Learning to design curriculum, facilitate arts programming, fundraising, and program management, our graduates can expect to get jobs as for-profit and non-profit arts and education organizations, as program coordinators/directors, outreach managers/coordinators, teaching artists; as community organizers and advocates in education, social work, or activist organizations, as gallery managers, or freelance as community-based art educators.
Students choosing to focus on policy might also find employment in local or national arts councils and arts and culture branches of government. Positions in museums, galleries, and artist-run centers may include museum education assistants/directors, museum educators and curators, school-museum partnership coordinators, community engagement specialists, arts administrators, visitor experience specialists, heritage interpreters, and gallery managers. Graduates also pursue jobs in local, national, or international museum education associations and governmental departments.
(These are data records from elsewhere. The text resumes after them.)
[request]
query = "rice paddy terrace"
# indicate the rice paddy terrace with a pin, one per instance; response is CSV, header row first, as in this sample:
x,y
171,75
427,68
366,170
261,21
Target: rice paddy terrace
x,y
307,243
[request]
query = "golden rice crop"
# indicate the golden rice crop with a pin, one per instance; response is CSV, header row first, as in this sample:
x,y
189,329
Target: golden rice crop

The PhD in Art History and Education provides an interdisciplinary, theoretically informed, methodologically diverse two track PhD program: with one track in Art History and one in Art and Visual Culture Education.
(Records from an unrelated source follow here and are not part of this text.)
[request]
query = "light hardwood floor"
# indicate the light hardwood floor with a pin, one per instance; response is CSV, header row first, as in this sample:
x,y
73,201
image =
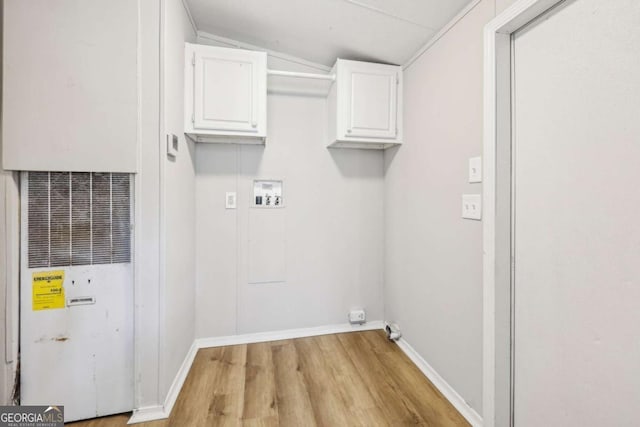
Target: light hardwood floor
x,y
351,379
ART & VISUAL CULTURE EDUCATION TRACK
This advanced degree prepares artist/teacher/researchers who contribute to the research, creative scholarship, knowledge, theory, and practice of art and visual culture education in university, school, museum, community, or other arts leadership positions. The program is focused on contemporary intersections of art, visual culture, and education in all settings.
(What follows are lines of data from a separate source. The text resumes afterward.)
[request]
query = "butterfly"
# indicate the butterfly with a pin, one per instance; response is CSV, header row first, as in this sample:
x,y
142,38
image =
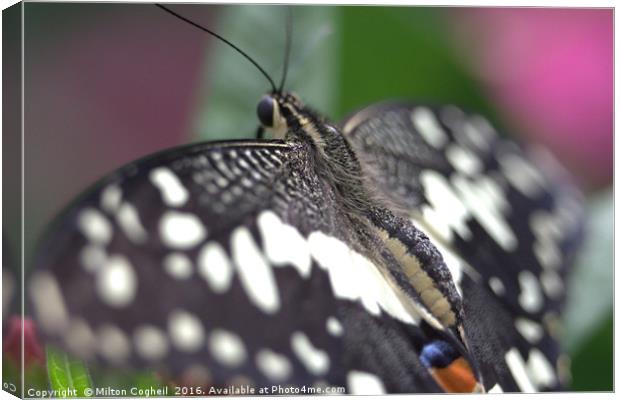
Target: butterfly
x,y
407,249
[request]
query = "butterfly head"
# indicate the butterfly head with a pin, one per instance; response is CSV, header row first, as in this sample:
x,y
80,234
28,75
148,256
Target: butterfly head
x,y
277,112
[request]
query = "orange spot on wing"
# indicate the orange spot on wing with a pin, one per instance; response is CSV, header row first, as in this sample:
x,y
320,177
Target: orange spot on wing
x,y
456,377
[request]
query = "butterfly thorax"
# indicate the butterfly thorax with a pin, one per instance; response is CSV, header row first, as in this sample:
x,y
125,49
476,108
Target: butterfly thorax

This program enables students to investigate in-depth, significant issues pertaining to the theory and practice of Art and Visual Culture Education in North America as well as globally. Students in this program gain the tools to develop their research interests and explore methods of conducting research. Graduates from our program have gone on to pursue careers teaching in Higher Education, as well as to take leadership roles in arts organizations.
The minor involves 18 units of Art & Visual Culture Education coursework
Wildcat Art
Wildcat Art is a non-profit program that serves the Tucson community while providing hands-on teaching experience for advanced undergraduate and graduate Art & Visual Culture Education students. The six-week-long Saturday art program, offered every spring, encourages K-12 students to explore ideas and issues through contemporary and traditional art media and practices.
This year’s theme is creating art focused on food and how it connects us. The program will be held every Saturday, March 23-April 27, 2024, from 9 a.m. to noon at the School of Art, 1031 N. Olive Road. The fee is $60 per child, but scholarships are available. Register for Wildcat Art!
Our curriculum has included experiences in movement and contemporary dance, narrative and storytelling, calligraphic printing, cyanotype photography, post-modern architecture, clay, stop-frame animation, and other art-making processes. A recent theme explored was Identity: Your Interconnected Worlds, which included personal geographies, diversity, our desert environment and sustainability, community, collaboration, and identity. Each year we visit on-campus museums as part of the program and invite local artists to talk to participating children and youth.
Our annual exhibition for students and their families will be held at the School of Art’s Lionel Rombach Gallery on Saturday, April 27, from 10 a.m. to noon. While serving the larger Tucson community, this program also serves as a lab school for students in the program, an exciting opportunity for teachers-in-training.